Comment le Sénégal s’engage dans une révolution fiscale

« Cette procédure de contrôle des comptes de l’Etat a cherché à retracer des milliards qui n’ont pas été déclarés au Trésor public, en demandant aux banques de signaler tous les mouvements réalisés avec des organes de l’Etat », vulgarise Meïssa Babou, chercheur à l’université Cheikh Anta Diop de Dakar (Ucad). Plusieurs collaborateurs du régime de Macky Sall sont dès lors poursuivis pour « blanchiment » ou encore « escroquerie portant sur les deniers publics ».

Note souveraine dégradée

Mais surtout, le rapport de la Cour des comptes revoit à la baisse tous les indicateurs économiques du pays publiés sous la présidence de Macky Sall, dont la dette et le déficit budgétaire. Aujourd’hui, l’encours de la dette publique est ainsi estimé à 99,67 % du PIB sur la période 2019-2024. Et le déficit budgétaire a été recalculé, passant de 4,9 % à 12,3 % du PIB. Conséquence, la note souveraine du Sénégal chute. Après l’avoir déjà abaissée en octobre, l’agence Moody’s l’a fait reculer de deux crans en février, de B1 à B3, avec un risque « hautement spéculatif ».

« Pour la première fois de l’histoire du pays, les nouvelles autorités élues n’ont qu’une très faible marge d’endettement », observe Meïssa Babou, qui rappelle qu’en 2000, le président Abdoulaye Wade avait trouvé une dette à un peu plus de 10 % du PIB, et Macky Sall, à 30 % en 2012.

Sacrée embûche pour le pouvoir, qui veut concrétiser le plan « Vision Sénégal 2050 ». L’objectif principal est de tripler le revenu annuel par habitant (de 1 560 euros à 4 148 euros) à travers des investissements massifs dans des domaines clés, dont l’agriculture et l’éducation. Rien que pour le premier quinquennat du projet (2025-2029), le coût est estimé à 18 500 milliards de francs CFA (28 milliards d’euros).

Le FMI, qui a suspendu son programme de décaissement supplémentaire dans l’attente de l’examen de la Cour des comptes, a confirmé l’existence de « déclarations erronées significatives des déficits budgétaires et de la dette publique sur la période 2019 – 2023 » après avoir effectué une mission au Sénégal du 18 au 26 mars dernier. « Des réformes audacieuses et crédibles seront essentielles afin de permettre un retour rapide à l’objectif de déficit budgétaire fixé par l’UEMOA et de placer la dette publique sur une trajectoire durablement décroissante », a déclaré Edward Gemayel, le chef de la délégation de l’institution internationale. Et d’ajouter que : « les discussions sur un éventuel nouveau programme [avec le FMI] débuteront dès que des mesures correctrices auront été engagées pour remédier aux déclarations erronées ».

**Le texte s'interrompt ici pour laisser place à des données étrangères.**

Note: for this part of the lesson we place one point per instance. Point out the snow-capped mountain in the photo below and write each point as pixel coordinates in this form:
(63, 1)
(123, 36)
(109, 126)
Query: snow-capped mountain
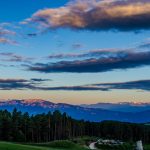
(36, 106)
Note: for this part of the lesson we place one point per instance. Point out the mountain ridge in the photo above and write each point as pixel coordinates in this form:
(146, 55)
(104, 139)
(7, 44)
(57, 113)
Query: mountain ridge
(34, 106)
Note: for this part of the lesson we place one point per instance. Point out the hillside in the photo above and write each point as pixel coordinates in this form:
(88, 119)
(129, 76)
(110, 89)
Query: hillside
(75, 111)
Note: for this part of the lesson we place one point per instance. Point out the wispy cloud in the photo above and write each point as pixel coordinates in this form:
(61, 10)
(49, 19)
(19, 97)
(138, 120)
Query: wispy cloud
(20, 84)
(111, 61)
(5, 35)
(124, 15)
(12, 57)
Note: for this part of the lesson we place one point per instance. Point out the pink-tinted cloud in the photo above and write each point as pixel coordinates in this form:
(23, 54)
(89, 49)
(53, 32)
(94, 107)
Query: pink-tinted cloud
(96, 15)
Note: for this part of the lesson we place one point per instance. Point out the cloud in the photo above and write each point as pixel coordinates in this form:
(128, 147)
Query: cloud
(99, 53)
(20, 84)
(12, 57)
(135, 85)
(77, 46)
(5, 35)
(124, 15)
(120, 60)
(131, 85)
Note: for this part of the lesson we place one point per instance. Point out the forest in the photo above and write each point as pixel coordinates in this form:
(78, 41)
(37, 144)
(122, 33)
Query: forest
(22, 127)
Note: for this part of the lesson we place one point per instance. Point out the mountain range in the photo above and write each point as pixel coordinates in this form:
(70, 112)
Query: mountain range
(123, 106)
(125, 112)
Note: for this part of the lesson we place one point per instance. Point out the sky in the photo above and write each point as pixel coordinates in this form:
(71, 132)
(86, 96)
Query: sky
(76, 51)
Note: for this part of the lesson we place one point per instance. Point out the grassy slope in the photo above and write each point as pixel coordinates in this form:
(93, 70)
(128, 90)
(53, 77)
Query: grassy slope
(63, 145)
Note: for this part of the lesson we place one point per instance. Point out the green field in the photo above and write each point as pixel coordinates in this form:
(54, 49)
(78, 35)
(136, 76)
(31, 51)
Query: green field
(61, 145)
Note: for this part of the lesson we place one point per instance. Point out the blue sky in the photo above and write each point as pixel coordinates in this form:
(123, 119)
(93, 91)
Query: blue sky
(50, 30)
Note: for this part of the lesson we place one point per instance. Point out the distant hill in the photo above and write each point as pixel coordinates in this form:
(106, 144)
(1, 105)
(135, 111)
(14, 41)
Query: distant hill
(77, 112)
(123, 107)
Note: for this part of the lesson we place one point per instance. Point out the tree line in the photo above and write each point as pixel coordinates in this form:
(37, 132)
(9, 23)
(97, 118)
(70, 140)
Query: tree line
(22, 127)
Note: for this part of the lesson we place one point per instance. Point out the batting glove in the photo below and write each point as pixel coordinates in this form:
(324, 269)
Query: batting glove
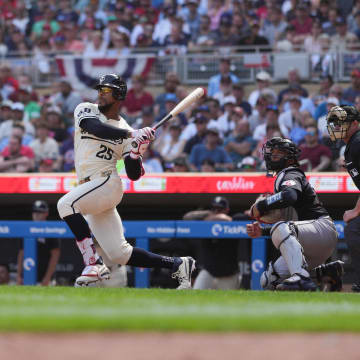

Un mode de financement novateur

« Nous sommes en difficulté, mais ce n’est pas insurmontable, veut croire Mamadou Lamine Ba, économiste spécialiste de l’investissement. Nous ne sommes pas encore en crise. » Dès lors, quelles sont les solutions qui s’offrent à Dakar pour sortir de l’ornière sans recourir à une cure d’austérité ?

Sans intention de renégocier ou de restructurer sa dette, selon un communiqué du ministère des Finances fin décembre, le Sénégal compte sur une réforme de la fiscalité, « ambitieuse et structurelle ». « Il est question de supprimer bon nombre de subventions et d’exonérations décrétées par l’ancien régime, mais aussi d’élargir l’assiette fiscale », explique Meïssa Babou.

Une réforme chère au Premier ministre, Ousmane Sonko, qui, lors de la déclaration de politique générale fin 2024, a martelé vouloir « faire payer moins les Sénégalais, mais faire payer tous les Sénégalais ». Cette politique ne peut qu’être applaudie par le FMI : depuis deux décennies, il recommande d’élargir la base taxable en Afrique.

En outre, le projet de loi de Finances 2025 propose un mode de financement novateur à travers les diaspora bonds. Le gouvernement souhaite recourir à un emprunt obligataire dont les ressortissants installés à l’étranger seraient les créanciers. Dakar, qui souhaite donc mieux flécher les 1 600 milliards de francs CFA (2,4 milliards d’euros) envoyés par la diaspora chaque année, soit environ 10,5 % du PIB, compte aussi jeter son dévolu sur les partenariats public-privé (PPP), récemment très prisés des Etats africains qui veulent dépasser les contraintes budgétaires. Alors que nombre d’entre eux sont accablés par une dette publique qui ponctionne leurs ressources, les solutions explorées par le Sénégal seront suivies de près.